If there’s one thing I’ve learned how to do in the past seven years it’s how to pack for a backpacking trip. I’m always packing that extra layer, thinking of everything, because I hate wishing I had something on the trail or forgetting something important. And yet that’s exactly what happened when I arrived at the Pole Creek trail head in Sisters, Oregon last weekend. I was all packed and ready to go, with the exception of one crucial item—boots. My boots were no where to be found. I swore I had them in my hand when I left, how could I forget something like boots? But it didn’t matter how much I swore, how much I repeated, “I put them right there!” They were not right there. They were no where. They were at home, three hours away, in our one room apartment. Luckily I had my Chacos. If I were to hike in anything else, it would be my Chacos.
The first eight miles of trail was a mix of flat and gentle ascent, consisting of soft dirt and sand. I was thankful for that. Beautiful surroundings of the North, Middle, and South Sister volcanoes. The trail came to an end at Camp Lake, where we’d spend a night. I wanted to sleep right next to the lake so we could watch the sun set and look up at the stars.
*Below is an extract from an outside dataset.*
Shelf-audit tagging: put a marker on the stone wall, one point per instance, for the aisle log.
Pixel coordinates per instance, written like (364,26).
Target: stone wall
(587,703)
Once our tent was up, we left everything but a water bottle and headed for the summit of Middle Sister.
Middle Sister is 10,056 feet high, an active volcano less traversed than its North and South sisters. The summit was two to three miles up a steep, unmarked climb. Once above tree line, we followed old foot prints, or satellite trails. We had passed a couple of people on our way up to Camp Lake, but now we were alone, standing at the base of the volcano.
The top seemed so close and yet so far. Trails had completely disappeared, leaving us with a loose strategy – to aim for the summit, the point way up there, and oh yeah, good luck. Up and to our left were fields of snow and on our right was a rocky ridge that we didn’t want to cross, so our trail was narrowed up the middle. And it was steep. I looked at my phone moments before it died; it was 2 PM, plenty of daylight left. I wished we had brought more water. We took small sips, enough to keep our mouths wet in the high dessert climate. The ground consisted of black rocks, ranging from the size of my fist to the size of my body. They weren’t smooth or nice to walk over.
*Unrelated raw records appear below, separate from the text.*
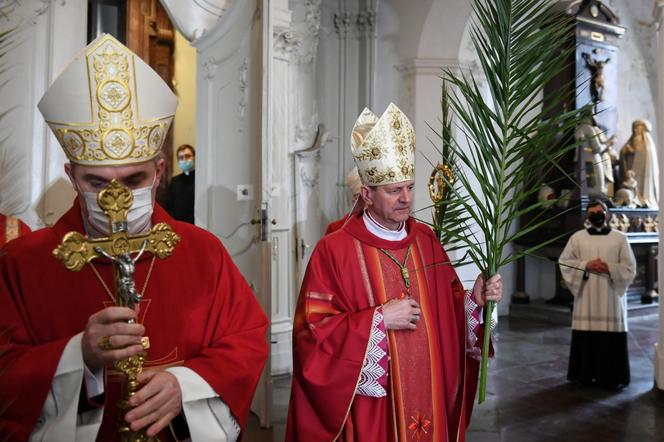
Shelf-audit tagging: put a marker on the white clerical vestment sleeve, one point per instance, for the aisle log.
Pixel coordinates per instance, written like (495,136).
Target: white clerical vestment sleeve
(572,267)
(207,416)
(59,419)
(94,382)
(622,272)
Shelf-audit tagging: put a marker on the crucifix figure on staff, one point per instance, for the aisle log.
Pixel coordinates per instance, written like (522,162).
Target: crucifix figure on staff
(71,341)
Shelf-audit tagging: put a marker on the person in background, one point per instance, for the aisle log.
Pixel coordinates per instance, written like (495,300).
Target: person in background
(598,265)
(180,194)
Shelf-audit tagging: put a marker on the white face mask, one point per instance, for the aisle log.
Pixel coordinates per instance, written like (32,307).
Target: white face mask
(138,218)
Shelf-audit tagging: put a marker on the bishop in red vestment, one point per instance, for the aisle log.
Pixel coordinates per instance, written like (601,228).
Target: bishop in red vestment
(386,340)
(60,330)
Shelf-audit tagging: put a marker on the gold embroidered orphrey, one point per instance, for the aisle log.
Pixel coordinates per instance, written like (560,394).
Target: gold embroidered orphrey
(76,250)
(116,134)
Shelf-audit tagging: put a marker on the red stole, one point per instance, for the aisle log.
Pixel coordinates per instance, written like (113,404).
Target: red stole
(432,382)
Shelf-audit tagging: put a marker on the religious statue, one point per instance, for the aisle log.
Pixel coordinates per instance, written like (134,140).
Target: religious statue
(624,223)
(637,224)
(126,266)
(626,195)
(593,141)
(596,68)
(639,155)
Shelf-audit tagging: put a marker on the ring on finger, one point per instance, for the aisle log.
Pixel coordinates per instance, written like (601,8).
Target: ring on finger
(105,343)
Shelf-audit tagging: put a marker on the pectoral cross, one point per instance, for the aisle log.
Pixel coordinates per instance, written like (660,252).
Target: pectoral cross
(77,250)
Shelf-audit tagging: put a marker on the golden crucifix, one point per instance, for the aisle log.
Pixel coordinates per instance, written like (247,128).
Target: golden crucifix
(76,250)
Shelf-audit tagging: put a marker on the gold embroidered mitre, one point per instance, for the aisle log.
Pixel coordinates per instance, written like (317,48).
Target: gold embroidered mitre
(108,107)
(384,148)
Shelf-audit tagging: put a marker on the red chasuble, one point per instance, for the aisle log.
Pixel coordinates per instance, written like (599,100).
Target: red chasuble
(11,228)
(335,225)
(431,380)
(197,309)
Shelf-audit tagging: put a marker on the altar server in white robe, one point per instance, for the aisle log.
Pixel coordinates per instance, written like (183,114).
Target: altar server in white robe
(598,265)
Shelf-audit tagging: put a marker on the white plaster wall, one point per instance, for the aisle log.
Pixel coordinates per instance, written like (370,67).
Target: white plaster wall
(32,181)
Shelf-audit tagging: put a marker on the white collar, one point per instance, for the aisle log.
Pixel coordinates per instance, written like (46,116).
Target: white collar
(381,232)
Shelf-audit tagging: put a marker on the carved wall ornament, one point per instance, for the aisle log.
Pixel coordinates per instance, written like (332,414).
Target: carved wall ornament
(244,92)
(307,52)
(286,41)
(310,180)
(366,22)
(342,22)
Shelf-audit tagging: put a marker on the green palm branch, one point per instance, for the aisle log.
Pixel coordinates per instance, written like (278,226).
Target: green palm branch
(505,145)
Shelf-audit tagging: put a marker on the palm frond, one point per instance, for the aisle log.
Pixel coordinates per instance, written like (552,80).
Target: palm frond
(508,142)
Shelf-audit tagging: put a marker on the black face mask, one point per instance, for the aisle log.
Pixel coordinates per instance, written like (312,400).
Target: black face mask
(597,219)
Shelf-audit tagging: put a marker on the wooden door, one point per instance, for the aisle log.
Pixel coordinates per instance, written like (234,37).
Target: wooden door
(150,34)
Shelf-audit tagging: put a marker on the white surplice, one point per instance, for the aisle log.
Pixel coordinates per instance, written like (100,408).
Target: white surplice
(599,300)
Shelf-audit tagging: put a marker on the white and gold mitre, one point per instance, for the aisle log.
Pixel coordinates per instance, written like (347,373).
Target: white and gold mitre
(108,107)
(384,148)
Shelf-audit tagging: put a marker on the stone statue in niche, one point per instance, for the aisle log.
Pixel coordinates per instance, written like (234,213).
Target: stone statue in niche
(596,68)
(626,195)
(624,223)
(598,151)
(637,224)
(639,156)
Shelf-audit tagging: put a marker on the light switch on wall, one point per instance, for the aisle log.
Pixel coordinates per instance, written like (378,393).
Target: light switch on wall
(245,192)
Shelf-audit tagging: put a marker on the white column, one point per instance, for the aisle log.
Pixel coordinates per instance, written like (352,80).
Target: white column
(659,346)
(33,185)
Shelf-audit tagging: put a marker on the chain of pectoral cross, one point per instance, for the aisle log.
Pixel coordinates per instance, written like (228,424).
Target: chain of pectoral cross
(403,267)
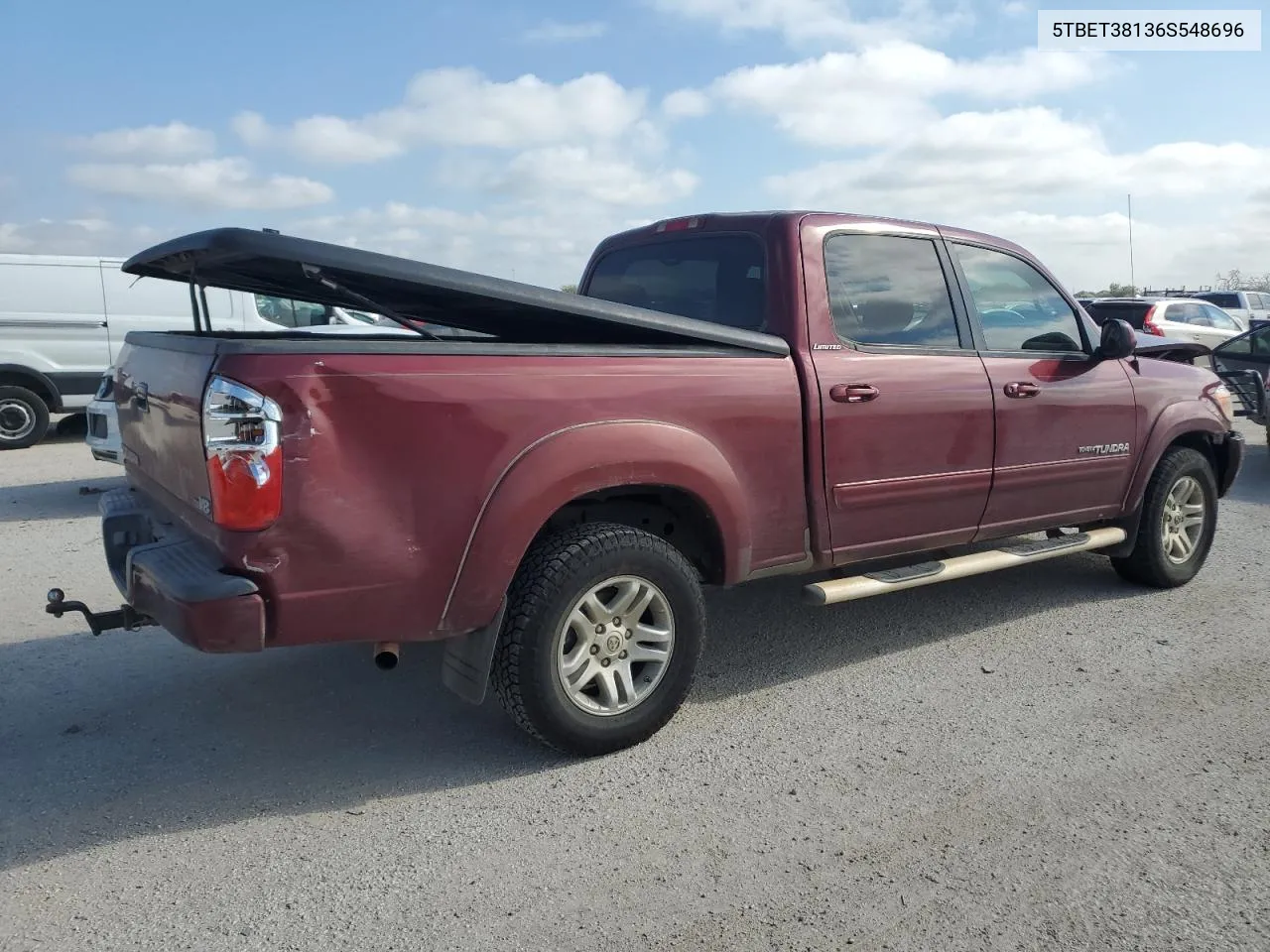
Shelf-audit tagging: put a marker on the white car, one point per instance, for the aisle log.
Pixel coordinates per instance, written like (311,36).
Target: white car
(1179,317)
(103,421)
(1248,307)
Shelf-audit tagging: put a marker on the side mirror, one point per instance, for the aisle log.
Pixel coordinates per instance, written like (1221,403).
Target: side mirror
(1119,340)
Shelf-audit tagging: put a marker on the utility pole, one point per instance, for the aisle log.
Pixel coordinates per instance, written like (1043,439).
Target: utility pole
(1133,280)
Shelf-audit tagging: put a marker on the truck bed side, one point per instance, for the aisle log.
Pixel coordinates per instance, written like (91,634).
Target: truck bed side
(414,481)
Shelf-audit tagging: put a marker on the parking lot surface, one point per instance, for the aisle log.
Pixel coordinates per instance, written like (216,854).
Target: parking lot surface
(1043,758)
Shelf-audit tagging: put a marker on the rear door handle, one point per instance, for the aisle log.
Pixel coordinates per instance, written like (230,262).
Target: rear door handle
(852,393)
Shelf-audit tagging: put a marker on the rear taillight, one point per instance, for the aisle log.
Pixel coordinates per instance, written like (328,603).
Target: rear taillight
(1148,324)
(244,456)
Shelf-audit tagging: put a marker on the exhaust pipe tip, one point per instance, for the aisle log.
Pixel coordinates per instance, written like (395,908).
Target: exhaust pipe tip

Given the elevation, I had to catch my breath every few minutes. At one point I climbed on all fours, in a crippled slow motion, panting like a dog. I admit, it was a little pathetic. Finally after another half mile, I had had enough. Every step higher made me feel stupider for forgetting my boots. I kept thinking, if I saw a girl trying to climb this mountain in Chacos, without water, because she made her boyfriend carry the bottle, I’d be like, “Booo Go Home.”
I was torn between my desire to reach the top and my desire to save my feet. My feet, which had grown callouses like an ogre’s in the matter of a day. My knees down were black with soot. The straps of my Chacos pinched my red, swollen skin. I wanted to prove to myself that I was tough, but going any further could be dangerous. High winds, the summit still far away. At any moment a rock could tumble and smash my foot. Or I could twist my ankle. Or were these mere excuses not to push on? I’d hiked mountains more difficult than this one, but all those times I was wearing boots. Today I just, I don’t know, wasn’t in the mood to be a dare devil.
While debating in my head, Taylor climbed on. He was out of yelling distance when I decided to turn around and head back to camp. I had nothing to prove. I made it high enough that the view was incredible, the journey a memorable one, and I avoided further pain. The way down was easier to some degree, but incredibly annoying because all the little pebbles got stuck under my feet. I constantly had to stop, take off my shoes, and shake them out. Three steps later they’d be filled with rocks again. At one point I hiked barefoot, because screw it.
My mood restored while sitting by the crystal blue lake eating trail mix. When Taylor returned he said it was good I didn’t keep going, the summit was sort of sketchy. He showed me his boots and they were all torn up, the sole peeling and stitches loose. That made me feel better about my decision to turn around. If I had remembered my boots, I’m positive I would have made it to the top, but sometimes you have to accept the reality of your mistakes. That, and you have to take a difficult climb seriously. Middle Sister is not a climb that anyone could or should just do. Any idiot can hike to Camp Lake, but beyond that, you are on your own. It’s not tourist friendly, and maybe that’s why there is no official trail to the top.
My plan to star gaze by the lake didn’t quite work out either. Temperature dropped at sundown. After dinner (instant mash potatoes and kielbasa) we went straight into the tent and listened to the wind storm. We must have been in a tunnel, because it was crazy. The wind pushed on our tent so hard, bending the poles, crushing the nylon dome to where it was inches from our face. The sound made it impossible to fall asleep. It was so intense, I thought, how am I not flying through the air right now? It seemed impossible for the weight of my body to be stronger than the wind outside. But it was, and Taylor and I played Would You Rather until we retreated into our thoughts and eventually found our dreams. It didn’t feel like sleep, but like I was dipping between the wind storm and my dreams.